Basta con visitar la periferia de Kiev, sumergirse entre los sucios bloques de color gris de la zona de Troeschina, para hacerse una idea de hasta qué punto las drogas han ganado terreno en este país, sobre todo entre las clases pobres. En Troeschina se puede encontrar de todo: desomorfina, heroína, morfina y anfetaminas. Muchas de estas drogas se sintetizan en pisos transformados en laboratorios. Como la casa de Iván, que estudió en el mejor instituto de Kiev, fue a la universidad dos años, y, a continuación, se hundió en el infierno. Las drogas son la única razón que lo mantiene vivo, sean cuales sean las consecuencias. El riesgo de contraer el sida está a la vuelta de la esquina y, aun así, en casa de Iván las jeringuillas pasan de un brazo a otro y la droga se diluye en sangre. “Soy seropositivo. Todos mis amigos lo son.
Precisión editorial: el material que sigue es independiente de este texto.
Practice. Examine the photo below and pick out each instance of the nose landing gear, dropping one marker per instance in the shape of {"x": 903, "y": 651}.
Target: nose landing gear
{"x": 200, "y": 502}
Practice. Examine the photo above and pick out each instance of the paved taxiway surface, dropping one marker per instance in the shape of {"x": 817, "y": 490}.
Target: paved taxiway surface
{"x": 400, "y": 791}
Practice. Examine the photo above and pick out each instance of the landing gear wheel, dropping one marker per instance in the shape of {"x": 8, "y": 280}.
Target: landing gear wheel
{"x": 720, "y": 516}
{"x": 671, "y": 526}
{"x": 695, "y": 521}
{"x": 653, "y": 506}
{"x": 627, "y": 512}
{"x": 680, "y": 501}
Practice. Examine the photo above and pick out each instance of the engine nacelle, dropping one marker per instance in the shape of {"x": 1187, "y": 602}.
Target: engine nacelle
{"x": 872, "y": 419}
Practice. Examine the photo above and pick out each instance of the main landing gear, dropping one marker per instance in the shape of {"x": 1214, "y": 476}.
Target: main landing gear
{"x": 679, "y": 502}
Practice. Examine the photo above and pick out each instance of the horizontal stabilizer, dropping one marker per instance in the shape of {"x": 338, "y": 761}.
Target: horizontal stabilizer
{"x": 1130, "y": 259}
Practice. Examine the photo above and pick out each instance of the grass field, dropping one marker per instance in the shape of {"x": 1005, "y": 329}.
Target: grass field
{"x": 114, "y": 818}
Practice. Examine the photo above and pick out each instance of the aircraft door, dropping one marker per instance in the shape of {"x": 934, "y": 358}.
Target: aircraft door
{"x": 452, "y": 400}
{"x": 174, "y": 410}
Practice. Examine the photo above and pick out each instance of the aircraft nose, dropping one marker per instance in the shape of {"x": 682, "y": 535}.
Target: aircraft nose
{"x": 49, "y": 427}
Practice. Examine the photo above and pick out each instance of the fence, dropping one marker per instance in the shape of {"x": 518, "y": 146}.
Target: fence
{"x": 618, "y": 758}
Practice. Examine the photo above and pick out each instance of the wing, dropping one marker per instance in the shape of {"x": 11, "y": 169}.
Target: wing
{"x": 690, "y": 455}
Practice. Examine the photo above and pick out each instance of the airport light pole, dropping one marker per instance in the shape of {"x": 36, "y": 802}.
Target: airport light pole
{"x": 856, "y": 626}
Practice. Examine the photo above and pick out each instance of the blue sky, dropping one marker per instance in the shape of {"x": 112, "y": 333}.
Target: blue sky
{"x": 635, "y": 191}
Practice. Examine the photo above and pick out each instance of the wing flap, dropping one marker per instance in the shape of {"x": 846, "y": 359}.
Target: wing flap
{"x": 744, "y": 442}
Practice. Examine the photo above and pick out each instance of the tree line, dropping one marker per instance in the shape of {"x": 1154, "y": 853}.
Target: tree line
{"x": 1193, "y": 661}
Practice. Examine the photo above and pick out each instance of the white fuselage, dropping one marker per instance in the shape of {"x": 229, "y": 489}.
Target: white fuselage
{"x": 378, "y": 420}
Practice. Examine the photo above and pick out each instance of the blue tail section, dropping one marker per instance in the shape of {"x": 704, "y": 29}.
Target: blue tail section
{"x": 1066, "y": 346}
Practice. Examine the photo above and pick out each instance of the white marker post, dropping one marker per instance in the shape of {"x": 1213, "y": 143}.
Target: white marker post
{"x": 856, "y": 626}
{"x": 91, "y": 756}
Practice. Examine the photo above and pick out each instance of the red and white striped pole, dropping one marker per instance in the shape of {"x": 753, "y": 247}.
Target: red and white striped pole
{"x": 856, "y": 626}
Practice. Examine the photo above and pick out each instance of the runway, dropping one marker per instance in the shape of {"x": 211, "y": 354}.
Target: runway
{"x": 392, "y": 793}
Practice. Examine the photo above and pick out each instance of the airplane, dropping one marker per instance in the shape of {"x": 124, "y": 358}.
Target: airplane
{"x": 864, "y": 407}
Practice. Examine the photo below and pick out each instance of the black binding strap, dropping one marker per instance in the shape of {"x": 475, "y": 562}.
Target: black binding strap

Pero así es mi vida, no vale nada y no me da miedo perderla”, declara Iván mientras sostiene una sartén al rojo vivo en la que funde varios medicamentos para obtener la codeína que se utiliza en la elaboración de la desomorfina, esa droga casera que te consume los tejidos intestinales antes de devorarte la piel.
Aunque, en el pasado, los toxicómanos eran el grupo de mayor riesgo de Ucrania, actualmente, a causa de la precaria situación económica, y, sobre todo, de la guerra en el este del país, el riesgo de contagio se está extendiendo, porque basta con bajar la guardia para que el sida te atrape. Esto también es parte de la guerra, un asunto no solo de muertos en las trincheras y de armas. Un país destrozado, en el que el sida encuentra terreno fértil para crecer y propagarse, un país en el que a los pobres se les rechaza cada vez más, hasta que se convierten en completos marginados.